Choose the Right Slicer for your Needs

Before purchasing your slicer, it’s important that to take into consideration what you intend to use your slicer for. Manufacturers make slicers for specific products, such as, meats, cheeses, or vegetables.

You will also need to take into consideration how much you will be using your slicer. Slicers vary from light to heavy duty, but if pushed beyond their capacity, can burn out quickly.


Here are some quick guidelines to follow, when finding your slicer:

Light Duty

Light Duty Slicers have up to a 1/3 HP and a blade diameter that is typically 9-12”. They are best for light use, an hour or two at most per day. These are typically not meant for slicing cheese and are the basic model level. These are perfect for small operations that slice for 1-2 hours a day.

Medium Duty

Medium Duty Slicers have 1/3 or ½ HP and a blade diameter that is typically 11-12”. Some models can slice cheese occasionally, but should be mainly used for deli meat and vegetables. These typically have more safety features and can be used up to a few hours a day. These are perfect for restaurants and smaller sandwich shops.

Heavy Duty

Heavy Duty Slicers  have ½ HP motors or better and a blade diameter that is typically 12-14”. They are designed to be used all day and can also slice cheese. These will typically be found in large restaurants, delis, and supermarkets.


Additional Features to consider:

Manual is where the product sits on the carriage and the operator manually pushes the product past the rotating blade.

Semi-automatic is when the slicer can be operated manually, but also have the option to choose the thickness of the slicing, stroke length, and the speed. This allows you to accommodate different types of foods, while letting the slicer run on its own.

Fully automatic can be programmed to continuously slice a specific number of slices, and then be placed on a belt or in a specific pattern. Typically for shingling slices of cheese for deli trays or packaging. Mainly used in supermarkets, or high-volume resorts or casinos.

Cleanability (Kickstand) allows for you to prop your slicer with the kickstand, so that it’s easier to clean all the parts.

Keep your Slicer Sharp

Keeping your blade or knife sharp on your slicer is important. The sharper the blade is, the better it performs, and the safer it is.  If the blade starts to break, tear, or cut your product inconsistently, this means it’s time to sharpen it. When considering your blade or knife, look for the Rockwell rating, it usually ranges from 50-62. The higher the rating number, the longer it holds its edge.

Safety First

When any type of equipment has a knife or blade, it is important to take steps to ensure safety. Firstly, making sure that your employees are properly educated on how to operate the machine is the most important step.

No-volt release is a safety feature that requires the user to push the power button again, after the slicer has been unplugged for cleaning or interrupted from a power outage.

Knife guards are designed to expose as little blade as possible.
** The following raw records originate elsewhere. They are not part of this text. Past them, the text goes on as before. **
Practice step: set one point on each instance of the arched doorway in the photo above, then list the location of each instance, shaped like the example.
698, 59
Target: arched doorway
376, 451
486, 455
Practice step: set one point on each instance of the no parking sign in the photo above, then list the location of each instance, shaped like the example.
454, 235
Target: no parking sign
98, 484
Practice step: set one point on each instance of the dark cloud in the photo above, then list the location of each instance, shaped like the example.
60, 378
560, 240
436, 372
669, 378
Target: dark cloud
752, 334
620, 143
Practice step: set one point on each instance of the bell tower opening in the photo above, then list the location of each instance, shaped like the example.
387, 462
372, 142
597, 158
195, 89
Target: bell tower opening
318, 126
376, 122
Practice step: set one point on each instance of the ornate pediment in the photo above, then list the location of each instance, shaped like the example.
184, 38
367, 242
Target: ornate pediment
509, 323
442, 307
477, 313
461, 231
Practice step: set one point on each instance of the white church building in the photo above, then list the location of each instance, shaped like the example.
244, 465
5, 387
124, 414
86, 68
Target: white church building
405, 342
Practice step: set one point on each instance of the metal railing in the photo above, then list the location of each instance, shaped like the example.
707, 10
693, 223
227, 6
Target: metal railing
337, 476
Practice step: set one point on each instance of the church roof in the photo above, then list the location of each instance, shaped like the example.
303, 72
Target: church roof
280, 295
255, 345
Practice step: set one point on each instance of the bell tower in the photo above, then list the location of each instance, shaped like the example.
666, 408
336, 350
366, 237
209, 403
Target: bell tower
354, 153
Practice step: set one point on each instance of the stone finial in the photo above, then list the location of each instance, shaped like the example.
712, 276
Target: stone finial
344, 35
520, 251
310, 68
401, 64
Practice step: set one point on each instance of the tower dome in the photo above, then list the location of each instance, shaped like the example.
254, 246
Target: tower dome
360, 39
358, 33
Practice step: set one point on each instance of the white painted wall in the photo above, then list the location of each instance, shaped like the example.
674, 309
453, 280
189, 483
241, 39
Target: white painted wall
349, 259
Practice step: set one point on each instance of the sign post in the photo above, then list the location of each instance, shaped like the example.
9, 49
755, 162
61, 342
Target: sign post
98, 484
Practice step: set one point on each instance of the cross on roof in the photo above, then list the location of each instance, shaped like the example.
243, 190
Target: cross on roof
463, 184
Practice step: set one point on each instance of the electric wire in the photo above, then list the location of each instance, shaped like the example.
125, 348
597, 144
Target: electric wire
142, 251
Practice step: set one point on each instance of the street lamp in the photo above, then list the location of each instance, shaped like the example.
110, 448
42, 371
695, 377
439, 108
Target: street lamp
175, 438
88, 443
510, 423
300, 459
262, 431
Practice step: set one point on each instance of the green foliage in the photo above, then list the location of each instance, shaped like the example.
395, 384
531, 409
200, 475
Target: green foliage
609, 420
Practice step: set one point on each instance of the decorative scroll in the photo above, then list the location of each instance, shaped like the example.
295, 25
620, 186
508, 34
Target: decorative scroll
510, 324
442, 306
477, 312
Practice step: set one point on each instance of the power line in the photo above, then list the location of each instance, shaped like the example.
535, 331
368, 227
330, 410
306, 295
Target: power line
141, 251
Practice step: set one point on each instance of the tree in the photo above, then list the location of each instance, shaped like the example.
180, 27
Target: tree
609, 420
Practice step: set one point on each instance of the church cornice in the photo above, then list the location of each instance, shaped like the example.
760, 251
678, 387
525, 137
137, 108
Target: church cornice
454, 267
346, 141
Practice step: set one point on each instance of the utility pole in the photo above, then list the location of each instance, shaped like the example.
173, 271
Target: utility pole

Some knife guards are removable, to allow for cleaning, others are permanently attached.

Gauge plate interlock is a safety feature that requires the gauge plate to be set at zero, so that the carriage can be tilted or removed for cleaning.

Last Slice of Advice

A few last tips to keep in mind, when using a slicer.

  • Slicers perform the best when the foods they're cutting are around 32ºF
  • Serrated blades should be used if you will be cutting anything that is frozen
  • Use manufacturer recommended oil only. Vegetableoil should never be used, the friction will create a sticky mess.
  • Slicers should be on a stand that is no higher than 31-1/2" high. When the price tray is counter height, this allows for the most comfort for the operator.